Ecco dove investono: crollo delle obbligazioni, più depositi e fondi comuni

Contrariamente a quello che si potrebbe pensare, la ricchezza delle famiglie italiane è aumentato. E non di poco.

La ricchezza delle famiglie italiane

Nei primi nove mesi del 2015 la disponibilità è aumentata di ben 70 miliardi, più 1,8% rispetto ai primi nove mesi dell’anno precedente. Ma, attenzione: la crescita non è dovuta tanto ad un aumento del reddito disponibile o alla una crescita del risparmio, ma principalmente all’aumento del valore delle attività finanziarie nelle quali le famiglie hanno investito. Nel grafico è indicato, appunto, in quali attività gli italiani hanno messo i loro risparmio privato anno per anno e strumento per strumento.

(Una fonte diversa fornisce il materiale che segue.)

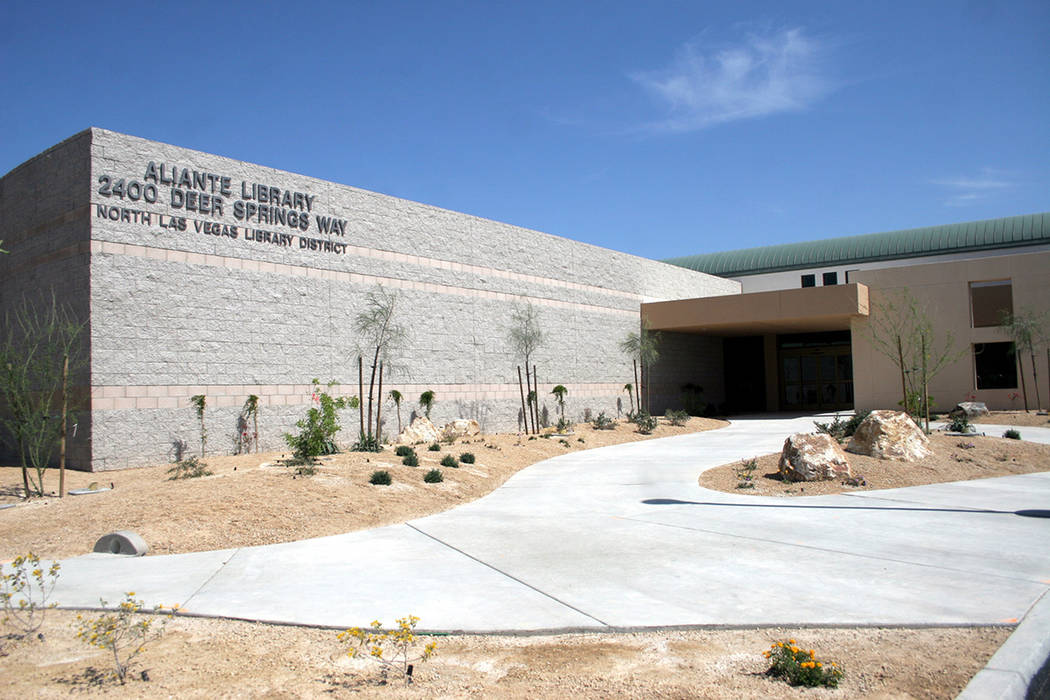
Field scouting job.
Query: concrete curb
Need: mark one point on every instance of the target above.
(1020, 669)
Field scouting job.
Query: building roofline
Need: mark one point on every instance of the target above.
(986, 234)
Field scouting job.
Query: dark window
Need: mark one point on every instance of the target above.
(995, 365)
(989, 301)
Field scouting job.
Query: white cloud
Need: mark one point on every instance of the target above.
(764, 75)
(966, 190)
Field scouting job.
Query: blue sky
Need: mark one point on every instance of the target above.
(660, 128)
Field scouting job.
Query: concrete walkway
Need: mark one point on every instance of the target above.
(624, 537)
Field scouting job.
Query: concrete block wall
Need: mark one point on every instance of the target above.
(44, 226)
(184, 310)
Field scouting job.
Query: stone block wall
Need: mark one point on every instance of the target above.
(44, 226)
(202, 301)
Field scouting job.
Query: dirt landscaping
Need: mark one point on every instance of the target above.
(254, 500)
(953, 459)
(201, 658)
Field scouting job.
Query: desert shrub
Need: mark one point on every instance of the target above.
(676, 418)
(645, 422)
(746, 474)
(855, 422)
(188, 468)
(393, 650)
(799, 666)
(836, 428)
(317, 430)
(366, 443)
(24, 591)
(306, 469)
(959, 423)
(124, 633)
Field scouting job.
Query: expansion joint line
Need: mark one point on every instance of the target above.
(504, 573)
(217, 571)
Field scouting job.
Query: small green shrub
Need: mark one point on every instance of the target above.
(393, 650)
(124, 633)
(836, 428)
(645, 422)
(676, 418)
(23, 595)
(959, 423)
(799, 666)
(189, 468)
(746, 474)
(366, 444)
(317, 430)
(855, 422)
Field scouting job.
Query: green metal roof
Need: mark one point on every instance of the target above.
(992, 233)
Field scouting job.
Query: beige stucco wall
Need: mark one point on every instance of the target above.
(943, 291)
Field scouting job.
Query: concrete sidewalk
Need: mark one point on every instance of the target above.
(624, 537)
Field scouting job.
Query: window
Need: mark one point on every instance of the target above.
(989, 301)
(995, 365)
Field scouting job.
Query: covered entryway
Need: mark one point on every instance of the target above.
(788, 349)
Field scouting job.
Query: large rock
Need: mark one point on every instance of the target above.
(421, 430)
(461, 427)
(889, 435)
(970, 409)
(810, 458)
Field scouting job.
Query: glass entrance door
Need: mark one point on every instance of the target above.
(816, 376)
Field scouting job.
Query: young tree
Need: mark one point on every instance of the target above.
(397, 398)
(40, 347)
(1028, 331)
(900, 329)
(198, 402)
(559, 393)
(526, 337)
(383, 337)
(426, 402)
(643, 347)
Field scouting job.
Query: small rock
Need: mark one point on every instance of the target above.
(889, 435)
(970, 409)
(807, 458)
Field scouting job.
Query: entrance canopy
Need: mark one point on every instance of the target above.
(782, 311)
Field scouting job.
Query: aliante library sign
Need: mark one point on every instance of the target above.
(215, 205)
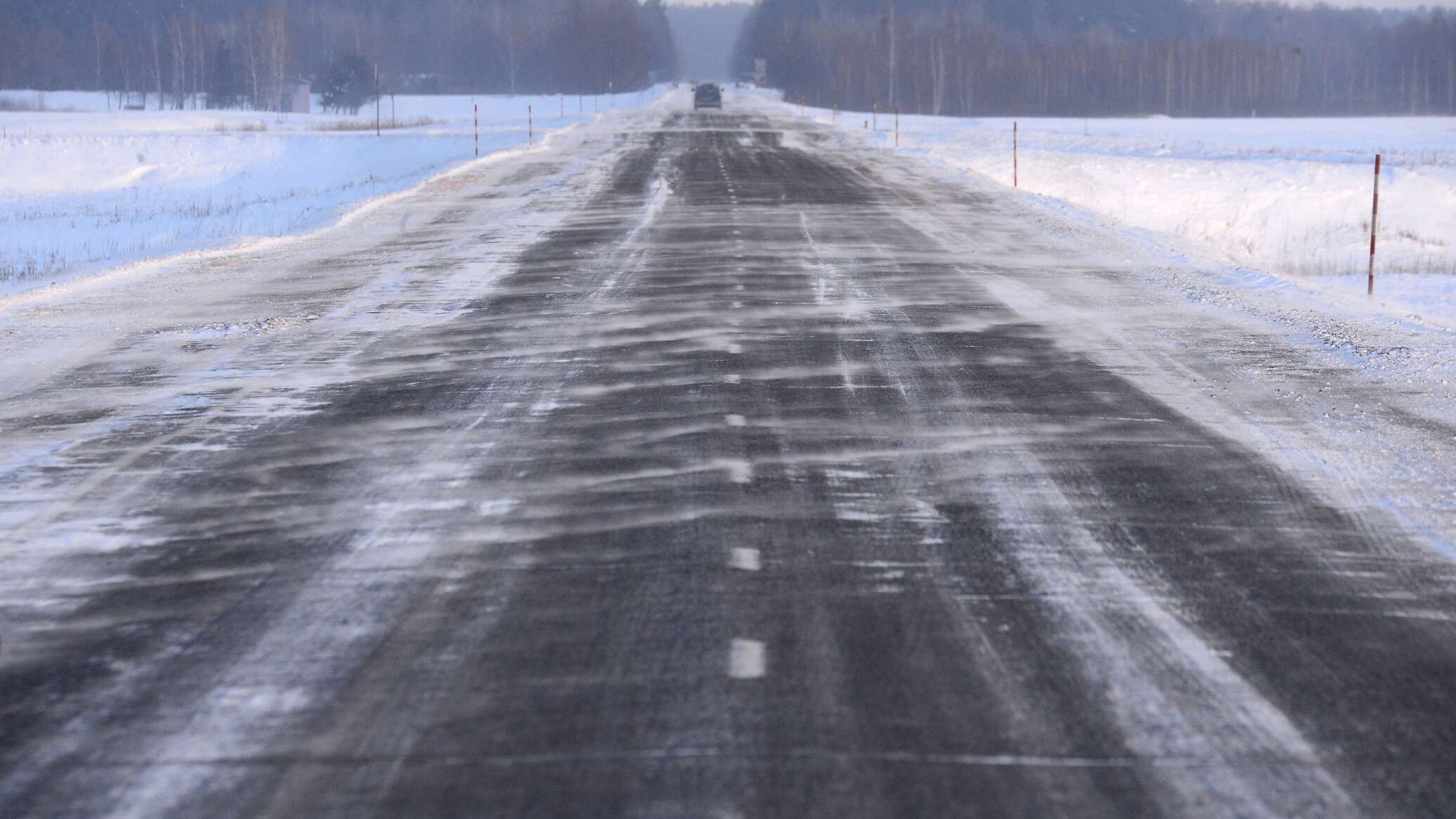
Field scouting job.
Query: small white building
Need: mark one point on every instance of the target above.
(297, 96)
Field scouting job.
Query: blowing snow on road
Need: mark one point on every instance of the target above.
(718, 465)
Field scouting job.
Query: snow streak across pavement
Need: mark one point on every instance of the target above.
(695, 465)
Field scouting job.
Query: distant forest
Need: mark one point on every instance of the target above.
(705, 38)
(244, 51)
(1104, 57)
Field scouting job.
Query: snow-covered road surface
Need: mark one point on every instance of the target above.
(713, 465)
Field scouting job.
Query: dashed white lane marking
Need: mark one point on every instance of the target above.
(747, 659)
(744, 558)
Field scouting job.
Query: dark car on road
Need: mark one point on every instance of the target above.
(708, 95)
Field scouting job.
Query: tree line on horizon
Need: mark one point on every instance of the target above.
(244, 53)
(1104, 57)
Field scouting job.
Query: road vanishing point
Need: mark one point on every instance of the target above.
(692, 465)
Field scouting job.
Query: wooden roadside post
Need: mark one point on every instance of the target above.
(1375, 225)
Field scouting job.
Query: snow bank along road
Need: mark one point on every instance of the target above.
(702, 465)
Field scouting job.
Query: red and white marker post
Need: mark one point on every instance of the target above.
(1375, 224)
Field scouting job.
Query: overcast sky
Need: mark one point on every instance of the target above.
(1377, 4)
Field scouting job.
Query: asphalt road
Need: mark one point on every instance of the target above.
(734, 494)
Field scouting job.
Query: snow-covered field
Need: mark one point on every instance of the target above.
(86, 188)
(1286, 197)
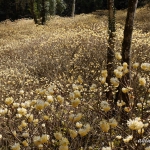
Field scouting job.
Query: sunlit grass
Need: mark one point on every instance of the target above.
(53, 85)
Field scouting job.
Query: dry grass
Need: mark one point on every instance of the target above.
(63, 58)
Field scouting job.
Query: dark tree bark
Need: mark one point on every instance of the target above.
(110, 50)
(31, 4)
(126, 52)
(43, 13)
(73, 8)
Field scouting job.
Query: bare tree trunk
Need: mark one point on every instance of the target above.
(43, 13)
(126, 50)
(31, 3)
(110, 50)
(73, 8)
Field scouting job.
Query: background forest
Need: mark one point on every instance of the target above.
(16, 9)
(75, 83)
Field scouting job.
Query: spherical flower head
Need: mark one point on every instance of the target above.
(104, 73)
(73, 133)
(127, 109)
(87, 127)
(22, 111)
(3, 111)
(114, 81)
(75, 102)
(93, 87)
(77, 117)
(105, 106)
(75, 87)
(50, 99)
(147, 148)
(80, 80)
(71, 117)
(45, 117)
(29, 117)
(125, 90)
(139, 105)
(128, 138)
(113, 123)
(118, 56)
(35, 121)
(60, 99)
(25, 134)
(78, 124)
(146, 125)
(136, 65)
(16, 105)
(141, 131)
(40, 105)
(103, 80)
(125, 65)
(135, 124)
(120, 68)
(77, 93)
(118, 137)
(118, 73)
(104, 125)
(106, 148)
(64, 141)
(145, 66)
(25, 143)
(82, 132)
(44, 138)
(62, 147)
(58, 135)
(23, 124)
(142, 81)
(21, 92)
(16, 146)
(71, 96)
(9, 100)
(37, 140)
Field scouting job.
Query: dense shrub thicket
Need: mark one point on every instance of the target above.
(53, 85)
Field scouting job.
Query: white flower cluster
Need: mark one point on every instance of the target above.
(135, 124)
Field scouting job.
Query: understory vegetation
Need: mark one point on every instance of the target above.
(53, 85)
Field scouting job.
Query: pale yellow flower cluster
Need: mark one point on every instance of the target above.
(114, 81)
(118, 56)
(135, 124)
(145, 66)
(128, 138)
(104, 76)
(9, 100)
(16, 146)
(40, 140)
(142, 81)
(105, 125)
(84, 131)
(75, 118)
(106, 148)
(105, 106)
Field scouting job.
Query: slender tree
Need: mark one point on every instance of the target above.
(126, 53)
(32, 10)
(73, 8)
(43, 12)
(110, 50)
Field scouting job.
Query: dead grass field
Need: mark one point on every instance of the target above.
(64, 60)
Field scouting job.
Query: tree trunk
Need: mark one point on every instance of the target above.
(31, 4)
(126, 50)
(110, 50)
(43, 13)
(73, 8)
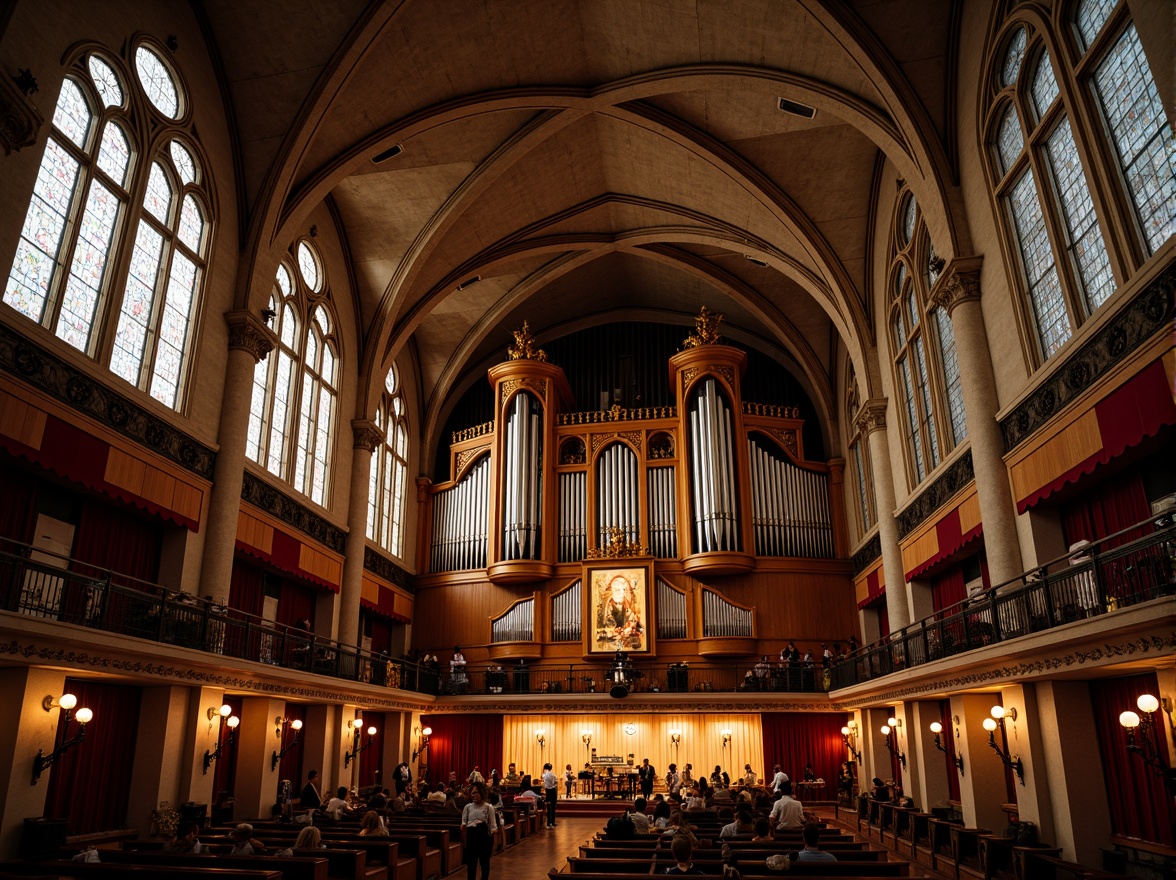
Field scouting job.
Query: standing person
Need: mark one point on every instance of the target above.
(479, 824)
(646, 777)
(550, 792)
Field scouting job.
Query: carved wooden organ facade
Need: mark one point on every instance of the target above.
(706, 488)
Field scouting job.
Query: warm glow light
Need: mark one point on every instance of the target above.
(1147, 702)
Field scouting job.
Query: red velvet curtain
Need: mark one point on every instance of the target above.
(89, 785)
(372, 758)
(1138, 805)
(948, 739)
(1107, 508)
(291, 765)
(107, 537)
(460, 742)
(18, 512)
(793, 739)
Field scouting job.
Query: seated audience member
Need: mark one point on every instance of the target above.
(372, 826)
(244, 842)
(187, 839)
(682, 851)
(639, 817)
(812, 851)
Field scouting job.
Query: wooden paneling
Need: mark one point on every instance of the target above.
(701, 740)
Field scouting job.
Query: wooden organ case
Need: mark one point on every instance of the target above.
(709, 488)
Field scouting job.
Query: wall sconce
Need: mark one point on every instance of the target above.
(232, 721)
(997, 720)
(1148, 746)
(937, 728)
(891, 747)
(84, 717)
(295, 725)
(358, 726)
(422, 741)
(849, 738)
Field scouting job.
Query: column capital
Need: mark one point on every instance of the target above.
(248, 333)
(960, 284)
(872, 417)
(367, 434)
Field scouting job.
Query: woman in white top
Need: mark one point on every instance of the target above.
(479, 824)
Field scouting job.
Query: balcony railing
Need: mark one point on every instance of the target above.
(1096, 580)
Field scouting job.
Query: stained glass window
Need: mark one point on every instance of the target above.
(158, 82)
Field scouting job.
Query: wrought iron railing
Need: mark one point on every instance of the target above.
(1109, 574)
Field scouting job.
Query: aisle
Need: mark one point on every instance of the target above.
(539, 853)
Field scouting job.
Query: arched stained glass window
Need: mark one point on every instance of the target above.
(113, 231)
(294, 394)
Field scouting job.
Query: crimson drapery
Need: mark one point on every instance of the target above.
(460, 742)
(793, 739)
(948, 739)
(372, 758)
(1138, 805)
(89, 785)
(291, 765)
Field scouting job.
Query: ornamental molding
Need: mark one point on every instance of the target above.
(281, 506)
(872, 417)
(1150, 311)
(19, 120)
(960, 474)
(383, 567)
(48, 373)
(367, 434)
(1140, 647)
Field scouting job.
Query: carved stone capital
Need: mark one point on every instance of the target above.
(961, 284)
(872, 417)
(367, 434)
(248, 333)
(19, 120)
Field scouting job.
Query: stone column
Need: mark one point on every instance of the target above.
(249, 340)
(872, 425)
(368, 439)
(960, 297)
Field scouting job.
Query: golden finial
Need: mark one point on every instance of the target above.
(706, 330)
(525, 346)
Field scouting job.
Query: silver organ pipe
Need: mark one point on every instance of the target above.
(521, 481)
(670, 612)
(789, 505)
(721, 619)
(617, 499)
(460, 521)
(714, 502)
(573, 517)
(566, 611)
(662, 512)
(516, 625)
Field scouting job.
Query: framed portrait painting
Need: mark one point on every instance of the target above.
(619, 610)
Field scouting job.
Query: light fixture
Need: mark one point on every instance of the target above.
(1148, 745)
(356, 747)
(295, 725)
(232, 721)
(937, 728)
(848, 737)
(422, 741)
(84, 717)
(999, 713)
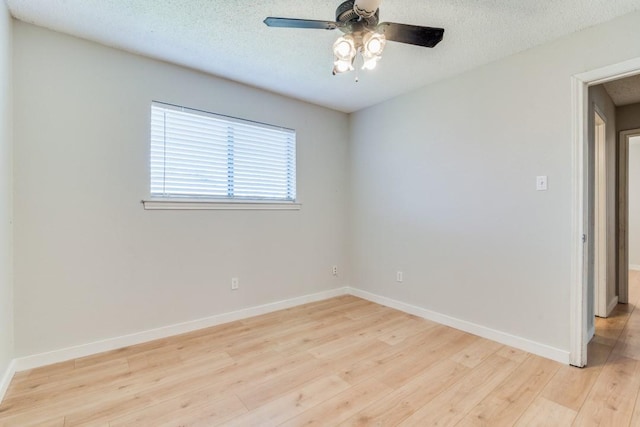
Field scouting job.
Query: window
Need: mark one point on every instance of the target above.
(203, 156)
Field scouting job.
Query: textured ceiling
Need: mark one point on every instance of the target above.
(624, 91)
(227, 38)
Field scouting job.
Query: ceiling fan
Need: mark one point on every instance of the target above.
(358, 20)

Le obbligazioni fanno paura

Il dato piuttosto clamoroso, anche se ragionevolmente prevedibile, è il crollo degli investimenti in obbligazioni, probabilmente proseguito anche nei primi mesi del 2016, e dovuto anche alla vicenda delle quattro banche andate in crisi a metà dello scorso novembre che hanno fatto realizzare che alcuni investimenti sono a rischio più di altri.

ricchezza delle famiglie

Il fatto che 10.559 risparmiatori abbiano rischiato di perdere (prima dei parziali indennizzi decisi dal governo Renzi) praticamente tutto il loro investimento nelle obbligazioni subordinate di quegli istituti, Banca Marche, Banca Etruria, Chieti e Ferrara, ha molto probabilmente spaventato la platea delle famiglie, che hanno cercato di diversificare molto più di prima il loro portafoglio per essere certi di mettere i loro risparmi al sicuro. Ovviamente ha avuto un ruolo anche il venir meno di un trattamento fiscale di favore: l’imposta sulle obbligazioni bancarie è salita dal 12,5% al 20% nel gennaio 2012 e al 26% nel luglio 2014

Ora si diversificano gli investimenti

In calo anche i titoli del debito pubblico che, soprattutto nelle scadenze più ravvicinate, non garantiscono praticamente nessun guadagno; sono state superati da investimenti più redditizi. Ad esempio le azioni e il risparmio gestito. Inoltre: gli investimenti in quote di fondi comuni e in polizze assicurative sono saliti dal 26,2 al 31,5. Rispetto alla media dei Paesi dell’euro (42%) siamo ancora lontani, ma la distanza si sta riducendo.